Goldman has a long road ahead. With a looming SEC lawsuit, a bonus scandal that outraged the country just a few months ago, now is NOT the time to start lying. Goldman wasted no time in hiring a high-powered flack Mark Fabiani, and his partner Chris Lehane, who were known as the "Masters of Disaster" in the Bill Clinton campaign years. Chris Lehane stayed on for years in the White House and then I ran into him on the Gore campaign, where he was staffing Hillary Clinton.

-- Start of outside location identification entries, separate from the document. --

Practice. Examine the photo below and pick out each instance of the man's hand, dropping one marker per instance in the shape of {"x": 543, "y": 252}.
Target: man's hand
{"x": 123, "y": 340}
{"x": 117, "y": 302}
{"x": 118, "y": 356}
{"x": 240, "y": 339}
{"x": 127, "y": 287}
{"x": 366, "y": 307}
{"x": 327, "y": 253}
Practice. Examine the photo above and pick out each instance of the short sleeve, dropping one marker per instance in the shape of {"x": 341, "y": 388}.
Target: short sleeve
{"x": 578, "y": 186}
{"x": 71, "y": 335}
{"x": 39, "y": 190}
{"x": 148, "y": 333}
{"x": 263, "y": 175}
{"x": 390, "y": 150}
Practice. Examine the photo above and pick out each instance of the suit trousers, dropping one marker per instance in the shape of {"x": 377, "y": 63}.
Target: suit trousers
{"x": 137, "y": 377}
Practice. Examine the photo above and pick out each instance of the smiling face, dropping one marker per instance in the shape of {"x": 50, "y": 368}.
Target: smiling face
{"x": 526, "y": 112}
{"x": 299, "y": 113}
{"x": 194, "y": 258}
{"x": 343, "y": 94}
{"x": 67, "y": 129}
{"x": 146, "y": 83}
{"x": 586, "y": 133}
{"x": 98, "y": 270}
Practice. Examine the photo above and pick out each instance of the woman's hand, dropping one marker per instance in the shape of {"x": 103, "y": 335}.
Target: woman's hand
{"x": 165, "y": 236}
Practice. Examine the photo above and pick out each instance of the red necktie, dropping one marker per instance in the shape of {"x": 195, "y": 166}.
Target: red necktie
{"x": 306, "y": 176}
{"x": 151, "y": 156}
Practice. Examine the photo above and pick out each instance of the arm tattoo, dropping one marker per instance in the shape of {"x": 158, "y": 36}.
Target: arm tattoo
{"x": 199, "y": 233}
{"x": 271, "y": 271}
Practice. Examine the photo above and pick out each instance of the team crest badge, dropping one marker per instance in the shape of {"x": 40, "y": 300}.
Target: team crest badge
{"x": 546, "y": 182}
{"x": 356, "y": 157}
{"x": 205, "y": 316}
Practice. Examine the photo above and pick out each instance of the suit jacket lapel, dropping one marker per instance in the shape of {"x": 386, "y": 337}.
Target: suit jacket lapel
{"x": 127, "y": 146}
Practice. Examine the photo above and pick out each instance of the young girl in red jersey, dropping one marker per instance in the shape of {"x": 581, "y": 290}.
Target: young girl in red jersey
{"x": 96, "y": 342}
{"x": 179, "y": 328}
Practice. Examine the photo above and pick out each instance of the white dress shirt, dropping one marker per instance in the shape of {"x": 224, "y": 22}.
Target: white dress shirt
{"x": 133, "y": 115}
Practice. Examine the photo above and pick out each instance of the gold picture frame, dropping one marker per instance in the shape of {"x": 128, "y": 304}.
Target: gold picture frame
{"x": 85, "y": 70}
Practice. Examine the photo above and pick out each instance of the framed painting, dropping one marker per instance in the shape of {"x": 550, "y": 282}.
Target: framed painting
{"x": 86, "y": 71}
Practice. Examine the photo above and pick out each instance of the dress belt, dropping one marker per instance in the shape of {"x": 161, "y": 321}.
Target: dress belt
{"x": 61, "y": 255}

But hiring Democratic campaign experts is exactly the wrong tactic. You see, starting a PR offensive when you are already under the microscope has the opposite affect in most situations. When companies start contradicting previous statements and denying emails that say, "That was a shitty deal" aren't bad for consumers, then it's hard to defend. It falls on deaf years. People sense that something dirty has gone down. This is known in the business as "spin." It's dangerous and disingenuous to try to defend such plain words in an email, with the company's CEO chiming in. Under oath today, he may well have perjured himself.
Good public relations practice starts with building up a store of goodwill for your company or organization. It's not a sexy job, but one that takes years of due diligence, putting your best foot forward, and doing the right thing when no one was looking. Clearly, Goldman Sachs did not make the grade.
Here's my free PR advice to Goldman Sachs. Tell the truth. Apologize. Pay your fines. Clean out your management team. Reform your firm's practices. Get rid of the insane bonus structure that fuels your drunken greed. Give a year's worth of profits to charity.
You're welcome, Goldman Sachs. Now get outta my face.